The fight against Keystone XL is in this same vein. The pipeline is a microcosm of the larger fight against climate change. It is being pushed by a powerful fossil fuel company – the primary source of greenhouse gases – and will create a 1,700-mile gash across the face of the United States. It will promote the expansion of the Canadian tar sands industry, which clear cuts Alberta’s carbon-fixing boreal forests and is currently poisoning the air, water, and soil of the region’s First Nations, leading to severe cancer clusters against Canada’s indigenous peoples. The tailings from tar sands are so toxic that mining companies have had to install air cannons in tailings ponds, because birds can die from simply landing on the surface of these ponds. Additionally, while some may dispute about the concrete impacts of the pipeline on the climate, we know that producing bitumen from tar sands generates around 20% more greenhouse gases than conventional oil. As renowned climate scientist James Hansen has noted, Keystone XL could spell “game over” for our Holocene climate.

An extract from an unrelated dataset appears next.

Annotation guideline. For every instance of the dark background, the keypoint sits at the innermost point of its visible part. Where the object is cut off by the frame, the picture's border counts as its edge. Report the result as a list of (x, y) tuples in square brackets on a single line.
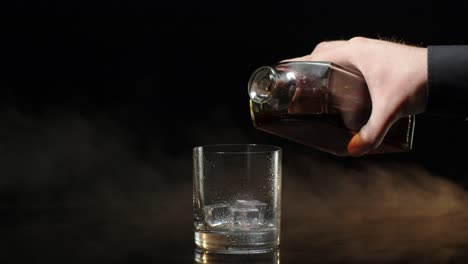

Even from a linguistic standpoint, Keystone XL presents a good target for a budding social movement. “Keystone” hints at the notion that this pipeline lies at the heart of the Canadian tar sands industry; if we can beat this project, it could help bring down the whole house of cards. The “XL” portion carries a few implications. It signifies both the scale of the fight we have taken on – the habitability of our Earth is ultimately at risk – and the size of the opponent we have engaged – the fossil fuel industry is the largest, most well-financed industry in history. As Bill McKibben is fond of saying, Exxon has made more money than any entity “in the history of money.”

Secondly – and contrary to those who have argued the fight has somehow distracted from more productive action on climate change – the ongoing action against KXL has helped to coalesce a broader coalition on climate change and helps to enhance the breadth and scope of the environmental movement. As I have noted in several conversations and debates with fellow greens (including Jonathan Foley from the University of Minnesota, who is always good natured & engaging), the 40-50,000 of us who marched against the pipeline on February 17 broaden the green tent and create space for those of us fighting from the inside.

Furthermore, all of the post-mortems on the Senate cap & trade bill (including the controversial Climate Shift report from AU professor Matthew Nisbet) criticized climate activists for placing all their eggs in one basket. The Keystone fight is part of a broader, more diversified strategy to fight climate change on multiple fronts. Whether its direct action against the Southern leg of KXL, efforts to stop coal export terminals in the Pacific Northwest, or the commitment of mayors to make their cities more resilient in the face of climatic change. In the face of a massive opponent like a changing climate, there is no virtue in being big and consolidated. We need to diversify, decentralize, and go to ground; this is at the heart ofthe KXL fight and the larger strategy being employed by 350.org.

As Bill McKibben wrote in Eaarth, “The wind has begun to blow harder, and hence we need to lower our wind resistance. The sun has begun to burn more brightly, and hence like other animals we need to reduce our size.”